Valentino Rossi on ‘terrifying’ near-miss: ‘My girlfriend is destroyed

Valentino Rossi recognises just how close he came to being involved in such a serious incident as footage of his Austria near-miss make headlines around the world

Valentino Rossi - Yamaha MotoGP, Franco Morbidelli
Valentino Rossi - Yamaha MotoGP, Franco Morbidelli

Valentino Rossi says he is acutely aware of just how close he came to a potentially devastating situation following an extraordinary near-miss during the Austrian MotoGP.

Franco Morbidelli and Johann Zarco – both podium winners in Brno a few days earlier – tangled on the run up to Turn 3, with their respective Yamaha and Ducati machines spiralling out of control back across the circuit.

Incredibly, both bikes managed to thread between both Rossi and Yamaha Factory team-mate Maverick Vinales, with subsequent replays showing just how close each came to being struck by the bikes side-on.

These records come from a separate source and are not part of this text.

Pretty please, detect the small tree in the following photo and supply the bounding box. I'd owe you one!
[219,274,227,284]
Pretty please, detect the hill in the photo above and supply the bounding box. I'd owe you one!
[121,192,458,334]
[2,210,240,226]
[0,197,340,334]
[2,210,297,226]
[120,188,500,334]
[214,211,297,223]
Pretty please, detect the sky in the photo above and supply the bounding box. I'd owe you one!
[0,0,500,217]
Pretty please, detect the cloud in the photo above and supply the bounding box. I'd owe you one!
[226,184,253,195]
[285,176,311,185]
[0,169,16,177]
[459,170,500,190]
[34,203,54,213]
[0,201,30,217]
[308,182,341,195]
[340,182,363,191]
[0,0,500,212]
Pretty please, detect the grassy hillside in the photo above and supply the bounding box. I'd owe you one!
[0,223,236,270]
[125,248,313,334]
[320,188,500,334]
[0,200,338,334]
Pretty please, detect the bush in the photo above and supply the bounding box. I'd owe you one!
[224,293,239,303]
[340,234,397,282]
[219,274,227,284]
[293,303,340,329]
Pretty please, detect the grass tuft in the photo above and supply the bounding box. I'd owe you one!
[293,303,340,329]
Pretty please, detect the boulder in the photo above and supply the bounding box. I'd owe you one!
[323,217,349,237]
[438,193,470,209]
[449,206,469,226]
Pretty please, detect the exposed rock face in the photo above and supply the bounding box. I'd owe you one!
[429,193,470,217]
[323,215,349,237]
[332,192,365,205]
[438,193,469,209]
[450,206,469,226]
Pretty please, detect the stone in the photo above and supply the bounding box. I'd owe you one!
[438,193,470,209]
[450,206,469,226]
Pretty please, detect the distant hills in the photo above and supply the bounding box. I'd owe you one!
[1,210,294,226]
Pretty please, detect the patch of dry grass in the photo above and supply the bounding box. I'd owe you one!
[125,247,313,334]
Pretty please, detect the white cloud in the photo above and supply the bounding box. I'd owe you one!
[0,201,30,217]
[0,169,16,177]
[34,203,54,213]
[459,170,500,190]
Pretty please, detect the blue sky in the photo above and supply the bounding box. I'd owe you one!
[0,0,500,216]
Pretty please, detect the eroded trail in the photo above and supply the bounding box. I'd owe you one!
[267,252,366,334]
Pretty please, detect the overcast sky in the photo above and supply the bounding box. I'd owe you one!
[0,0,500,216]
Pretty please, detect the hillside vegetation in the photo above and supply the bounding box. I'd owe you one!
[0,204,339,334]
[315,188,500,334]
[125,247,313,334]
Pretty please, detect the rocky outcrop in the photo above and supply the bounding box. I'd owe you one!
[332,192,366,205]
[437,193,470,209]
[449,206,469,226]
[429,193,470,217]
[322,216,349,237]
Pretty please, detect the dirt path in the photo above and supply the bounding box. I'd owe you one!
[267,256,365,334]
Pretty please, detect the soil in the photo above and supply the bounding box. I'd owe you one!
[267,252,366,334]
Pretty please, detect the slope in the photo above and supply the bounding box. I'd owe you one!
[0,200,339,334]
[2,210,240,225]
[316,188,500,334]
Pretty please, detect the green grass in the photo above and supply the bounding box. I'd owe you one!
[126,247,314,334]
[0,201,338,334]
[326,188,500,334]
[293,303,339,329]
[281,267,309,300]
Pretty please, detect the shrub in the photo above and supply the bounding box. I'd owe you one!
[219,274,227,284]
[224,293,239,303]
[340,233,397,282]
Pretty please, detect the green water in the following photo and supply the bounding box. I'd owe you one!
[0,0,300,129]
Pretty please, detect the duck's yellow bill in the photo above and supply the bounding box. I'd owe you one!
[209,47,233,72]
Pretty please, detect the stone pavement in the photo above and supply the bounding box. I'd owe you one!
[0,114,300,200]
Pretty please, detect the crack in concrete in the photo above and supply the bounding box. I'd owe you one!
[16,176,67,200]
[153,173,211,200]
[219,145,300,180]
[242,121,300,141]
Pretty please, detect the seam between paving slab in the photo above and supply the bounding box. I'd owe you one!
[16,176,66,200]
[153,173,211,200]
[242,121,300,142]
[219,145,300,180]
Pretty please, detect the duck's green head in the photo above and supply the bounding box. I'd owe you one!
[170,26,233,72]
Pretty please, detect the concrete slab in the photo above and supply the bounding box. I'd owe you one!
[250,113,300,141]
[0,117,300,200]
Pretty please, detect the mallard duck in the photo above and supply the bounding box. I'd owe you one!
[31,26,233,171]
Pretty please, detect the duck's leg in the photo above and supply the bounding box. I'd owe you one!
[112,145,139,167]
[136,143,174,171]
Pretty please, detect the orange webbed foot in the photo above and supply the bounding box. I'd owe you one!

The gravity of the situation wasn’t lost on Rossi, who looked visibly shaken by the incident in the garage as he waited for the restart and said his girlfriend was ‘destroyed’ by just how close he came to being caught up in something so serious.

"It was so scary. It was terrifying," Rossi said. "We have to pray to somebody, everybody has to pray to who he decides. But, f**k. I feel bad. I was scared, very much. Because today was very dangerous."

"You try to not think about it, but it's really difficult, and even now it's not easy. I spoke to my girlfriend already, she is destroyed! But I haven't spoken to my mother and Graziano. Now I will call them for sure. Especially Graziano."

Valentino Rossi - Yamaha MotoGP, Franco Morbidelli
Valentino Rossi - Yamaha MotoGP, Franco Morbidelli

Valentino Rossi meets with Johann Zarco after blame game

Reflecting on the apportion of potential blame in the incident, Rossi pointed the finger at Zarco immediately after the race.

However, while the Frenchman met with the nine-time World Champion privately to explain his version of events, Rossi reiterated how crucial it is to ride with respect towards fellow riders in such a dangerous sport.

"Now, everybody is very aggressive in MotoGP, and also in the small classes. I can understand it, but for me it's important that we don't exaggerate [the risks]," he continued.

"You need to have respect for the other riders because we can't forget that this sport is very dangerous. Especially in a track where you have long straights and you always go at 300 km/h.

"What I said is that also from the small classes, you have a lot of riders who close the door in the face of the others when braking. In Italian we say "frenare in faccia", to 'brake in the face'.

"Zarco was very wide, and he 'brakes in the face' of Franco, maybe to not let Franco overtake him back in braking. But he's too close, and when you are at 300 km/h you have a lot of slipstream, and Franco didn't have any chance to brake.

"At the end, there is a lot of risk. We risk a lot, especially me and Maverick. This was a potential disaster.

"I spoke with Zarco, face-to-face. I said this also to him. He said to me that he didn't do it on purpose. But anyway, aggressive is good, but braking in the face of the other riders, especially at 300 km/h is a potential disaster."